Over the years, as more and more power has been centralized in the Prime Minister’s office, expectations of MPs have dropped further and further.
And maybe those low expectations are justified. Take, for example, former independent MP André Arthur, who was first elected in the riding of Portneuf—Jacques-Cartier in 2006 at the ripe age of 62.
While collecting a $150,000 salary as an MP, he continued to moonlight as a tour bus driver and a radio show host. Perhaps his biggest claim to fame was an on-air tirade against Haitian and Arab cab drivers that sparked a class-action defamation suit.
Although the Supreme Court ruled that his remarks were legal, it also called them “racist and contemptuous.”
Quite frankly, I’d rather have an articulate, compassionate and energetic 20-year-old as my MP than somebody like that.
All too often, young people seem to think that positive social change can’t be brought about through electoral politics. Many youth movements, from environmental groups to student associations, seem to have renounced electoral politics altogether as a way to bring about change.

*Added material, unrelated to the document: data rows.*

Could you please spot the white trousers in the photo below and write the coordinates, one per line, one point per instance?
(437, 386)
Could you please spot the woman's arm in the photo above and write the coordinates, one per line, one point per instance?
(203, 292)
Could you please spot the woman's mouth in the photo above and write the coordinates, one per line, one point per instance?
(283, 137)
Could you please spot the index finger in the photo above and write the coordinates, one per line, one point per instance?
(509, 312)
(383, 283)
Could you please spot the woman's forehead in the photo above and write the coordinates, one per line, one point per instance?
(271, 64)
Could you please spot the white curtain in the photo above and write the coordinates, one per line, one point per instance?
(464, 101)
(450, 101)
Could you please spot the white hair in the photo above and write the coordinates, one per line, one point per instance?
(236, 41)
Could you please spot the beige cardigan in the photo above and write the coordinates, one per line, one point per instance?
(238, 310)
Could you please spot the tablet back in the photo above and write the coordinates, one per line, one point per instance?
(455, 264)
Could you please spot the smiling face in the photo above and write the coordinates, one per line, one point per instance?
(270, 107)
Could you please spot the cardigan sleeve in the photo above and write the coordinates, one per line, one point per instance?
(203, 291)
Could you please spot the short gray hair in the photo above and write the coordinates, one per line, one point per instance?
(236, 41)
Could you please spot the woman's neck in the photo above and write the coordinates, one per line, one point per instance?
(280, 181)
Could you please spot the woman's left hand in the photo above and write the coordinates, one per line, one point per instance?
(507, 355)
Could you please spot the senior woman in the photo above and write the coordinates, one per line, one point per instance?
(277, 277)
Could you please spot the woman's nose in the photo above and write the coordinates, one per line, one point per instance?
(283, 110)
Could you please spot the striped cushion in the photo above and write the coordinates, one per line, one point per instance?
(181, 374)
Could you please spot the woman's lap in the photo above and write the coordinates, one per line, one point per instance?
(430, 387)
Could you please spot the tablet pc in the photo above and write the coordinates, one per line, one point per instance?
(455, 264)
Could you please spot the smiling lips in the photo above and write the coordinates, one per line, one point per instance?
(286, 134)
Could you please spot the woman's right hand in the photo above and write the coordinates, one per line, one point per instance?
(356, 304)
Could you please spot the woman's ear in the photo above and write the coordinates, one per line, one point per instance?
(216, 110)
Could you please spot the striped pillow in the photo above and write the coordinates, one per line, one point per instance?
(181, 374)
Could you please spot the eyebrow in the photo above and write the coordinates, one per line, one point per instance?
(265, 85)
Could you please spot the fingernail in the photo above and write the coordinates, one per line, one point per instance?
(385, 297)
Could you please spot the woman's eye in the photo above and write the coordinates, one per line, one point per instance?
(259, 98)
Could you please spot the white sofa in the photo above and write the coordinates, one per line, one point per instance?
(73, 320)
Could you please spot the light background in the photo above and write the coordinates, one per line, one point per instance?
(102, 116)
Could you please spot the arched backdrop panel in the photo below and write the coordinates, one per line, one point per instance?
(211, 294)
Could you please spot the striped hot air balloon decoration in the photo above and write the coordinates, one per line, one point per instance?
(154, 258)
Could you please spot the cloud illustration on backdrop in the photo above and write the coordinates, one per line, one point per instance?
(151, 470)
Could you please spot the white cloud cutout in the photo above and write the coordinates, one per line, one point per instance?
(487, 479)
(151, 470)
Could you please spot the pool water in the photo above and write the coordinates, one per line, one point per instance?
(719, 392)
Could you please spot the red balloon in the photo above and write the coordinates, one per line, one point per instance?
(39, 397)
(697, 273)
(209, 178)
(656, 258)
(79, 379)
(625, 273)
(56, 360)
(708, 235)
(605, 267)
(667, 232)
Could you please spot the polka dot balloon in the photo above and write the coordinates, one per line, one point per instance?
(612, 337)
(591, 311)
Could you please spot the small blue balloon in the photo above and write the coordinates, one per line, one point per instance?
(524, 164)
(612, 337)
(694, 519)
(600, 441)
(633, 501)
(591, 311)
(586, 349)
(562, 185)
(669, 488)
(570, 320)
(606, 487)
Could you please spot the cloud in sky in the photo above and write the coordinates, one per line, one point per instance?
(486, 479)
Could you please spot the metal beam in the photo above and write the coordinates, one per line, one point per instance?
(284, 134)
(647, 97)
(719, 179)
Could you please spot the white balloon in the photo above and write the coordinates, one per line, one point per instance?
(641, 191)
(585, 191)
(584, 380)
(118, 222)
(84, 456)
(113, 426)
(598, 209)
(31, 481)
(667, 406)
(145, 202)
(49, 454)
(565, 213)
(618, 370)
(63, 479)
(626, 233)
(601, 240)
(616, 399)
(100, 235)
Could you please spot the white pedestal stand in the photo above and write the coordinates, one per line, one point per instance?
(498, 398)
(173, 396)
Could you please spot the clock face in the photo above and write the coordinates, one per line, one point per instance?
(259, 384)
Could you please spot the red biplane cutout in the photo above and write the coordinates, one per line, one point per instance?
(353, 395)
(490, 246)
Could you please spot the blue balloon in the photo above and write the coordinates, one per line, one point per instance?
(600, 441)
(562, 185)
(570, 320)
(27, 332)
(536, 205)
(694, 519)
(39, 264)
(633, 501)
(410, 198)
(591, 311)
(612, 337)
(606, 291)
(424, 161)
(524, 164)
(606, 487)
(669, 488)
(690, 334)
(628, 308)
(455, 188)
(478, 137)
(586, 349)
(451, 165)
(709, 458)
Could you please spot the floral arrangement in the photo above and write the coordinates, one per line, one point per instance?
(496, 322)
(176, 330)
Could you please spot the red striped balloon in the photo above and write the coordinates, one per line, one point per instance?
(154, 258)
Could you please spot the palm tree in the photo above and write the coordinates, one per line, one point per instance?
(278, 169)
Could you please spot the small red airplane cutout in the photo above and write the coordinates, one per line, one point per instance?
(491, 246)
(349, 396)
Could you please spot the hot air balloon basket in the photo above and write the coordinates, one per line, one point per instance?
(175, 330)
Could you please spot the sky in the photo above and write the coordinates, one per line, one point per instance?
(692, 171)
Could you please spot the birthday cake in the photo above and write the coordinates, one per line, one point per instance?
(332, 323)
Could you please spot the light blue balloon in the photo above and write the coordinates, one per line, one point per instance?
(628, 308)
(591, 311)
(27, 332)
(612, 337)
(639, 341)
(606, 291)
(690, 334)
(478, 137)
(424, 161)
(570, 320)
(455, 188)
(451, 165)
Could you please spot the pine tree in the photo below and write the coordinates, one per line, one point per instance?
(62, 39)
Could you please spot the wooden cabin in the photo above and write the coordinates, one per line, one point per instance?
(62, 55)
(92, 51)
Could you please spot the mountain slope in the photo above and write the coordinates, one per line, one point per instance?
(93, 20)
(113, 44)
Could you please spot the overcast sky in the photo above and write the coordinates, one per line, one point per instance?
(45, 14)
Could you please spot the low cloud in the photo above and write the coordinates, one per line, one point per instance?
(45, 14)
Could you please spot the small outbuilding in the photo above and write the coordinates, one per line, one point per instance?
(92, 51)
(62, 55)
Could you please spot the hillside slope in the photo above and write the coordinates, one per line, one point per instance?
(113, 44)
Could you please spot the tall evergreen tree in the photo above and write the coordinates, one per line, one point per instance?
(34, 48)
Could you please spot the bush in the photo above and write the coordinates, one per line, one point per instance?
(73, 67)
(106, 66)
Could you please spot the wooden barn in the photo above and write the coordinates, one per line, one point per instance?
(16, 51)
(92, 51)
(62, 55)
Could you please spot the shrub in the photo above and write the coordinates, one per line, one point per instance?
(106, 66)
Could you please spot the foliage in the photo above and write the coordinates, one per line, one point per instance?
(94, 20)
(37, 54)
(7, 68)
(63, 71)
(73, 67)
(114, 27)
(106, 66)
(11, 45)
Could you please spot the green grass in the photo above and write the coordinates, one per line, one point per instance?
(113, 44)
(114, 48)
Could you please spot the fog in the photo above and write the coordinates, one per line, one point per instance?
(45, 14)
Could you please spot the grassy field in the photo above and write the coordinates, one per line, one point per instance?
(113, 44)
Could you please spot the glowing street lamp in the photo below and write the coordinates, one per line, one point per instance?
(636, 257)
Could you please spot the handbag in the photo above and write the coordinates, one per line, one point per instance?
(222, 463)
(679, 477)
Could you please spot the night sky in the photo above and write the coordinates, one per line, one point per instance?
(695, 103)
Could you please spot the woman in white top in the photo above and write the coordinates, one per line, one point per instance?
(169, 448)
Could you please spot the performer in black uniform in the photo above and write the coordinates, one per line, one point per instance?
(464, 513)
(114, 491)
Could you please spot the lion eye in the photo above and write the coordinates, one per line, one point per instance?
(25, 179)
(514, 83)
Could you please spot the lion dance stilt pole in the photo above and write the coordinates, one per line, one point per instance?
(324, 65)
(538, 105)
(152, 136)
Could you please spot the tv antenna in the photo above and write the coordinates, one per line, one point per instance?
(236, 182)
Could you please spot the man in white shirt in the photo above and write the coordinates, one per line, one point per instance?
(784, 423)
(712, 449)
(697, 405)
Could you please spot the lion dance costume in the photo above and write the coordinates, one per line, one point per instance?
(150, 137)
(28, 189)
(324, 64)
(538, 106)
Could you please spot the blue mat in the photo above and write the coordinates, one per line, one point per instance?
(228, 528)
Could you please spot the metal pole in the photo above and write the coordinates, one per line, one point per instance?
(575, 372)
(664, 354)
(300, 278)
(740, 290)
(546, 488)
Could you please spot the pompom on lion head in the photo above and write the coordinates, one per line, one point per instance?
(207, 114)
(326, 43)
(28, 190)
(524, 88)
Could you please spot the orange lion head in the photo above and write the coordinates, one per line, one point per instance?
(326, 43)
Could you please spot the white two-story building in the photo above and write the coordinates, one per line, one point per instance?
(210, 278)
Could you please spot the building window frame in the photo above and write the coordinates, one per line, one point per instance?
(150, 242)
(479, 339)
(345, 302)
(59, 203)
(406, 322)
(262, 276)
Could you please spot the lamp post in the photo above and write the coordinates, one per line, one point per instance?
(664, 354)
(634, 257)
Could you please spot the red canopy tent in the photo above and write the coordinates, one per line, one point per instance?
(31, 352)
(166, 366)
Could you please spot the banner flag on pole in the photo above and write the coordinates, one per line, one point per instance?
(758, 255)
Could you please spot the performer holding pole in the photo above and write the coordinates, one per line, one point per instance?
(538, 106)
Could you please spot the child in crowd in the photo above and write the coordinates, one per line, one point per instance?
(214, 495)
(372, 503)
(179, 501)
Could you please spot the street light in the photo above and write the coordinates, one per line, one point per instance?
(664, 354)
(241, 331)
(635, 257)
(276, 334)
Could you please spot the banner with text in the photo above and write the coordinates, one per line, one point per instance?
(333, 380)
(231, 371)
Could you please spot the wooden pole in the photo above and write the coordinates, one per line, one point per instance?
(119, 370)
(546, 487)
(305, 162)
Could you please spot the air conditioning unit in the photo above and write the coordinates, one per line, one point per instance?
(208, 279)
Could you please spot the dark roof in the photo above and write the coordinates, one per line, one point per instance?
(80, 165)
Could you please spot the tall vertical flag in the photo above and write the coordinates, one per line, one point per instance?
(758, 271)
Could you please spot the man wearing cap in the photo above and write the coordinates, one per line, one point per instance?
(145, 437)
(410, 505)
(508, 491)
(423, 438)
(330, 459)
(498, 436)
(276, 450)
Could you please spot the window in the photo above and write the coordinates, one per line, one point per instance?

That’s rather disappointing, because there is no better place to change the country and the world than from the seat of power itself. These young MPs are actually influencing the legislative process, not only by showing up to vote on bills, but also by actively participating in various parliamentary committees.
It’s incredibly encouraging to see that young people can be just as effective representatives in Parliament as 50- to 60-year-old career politicians who are largely out of touch with the needs of Canada’s youth.
Today, young people are grappling with high youth unemployment, mounting student debt and unaffordable housing prices that are making it harder and harder to climb the social ladder.
To address the needs of a diverse population, there should be MPs of every age in Parliament. In particular, younger MPs have proven that they can bring a fresh perspective to the federal political scene. If their record so far is anything to go on, let’s hope that 2015 sees the election of more young MPs.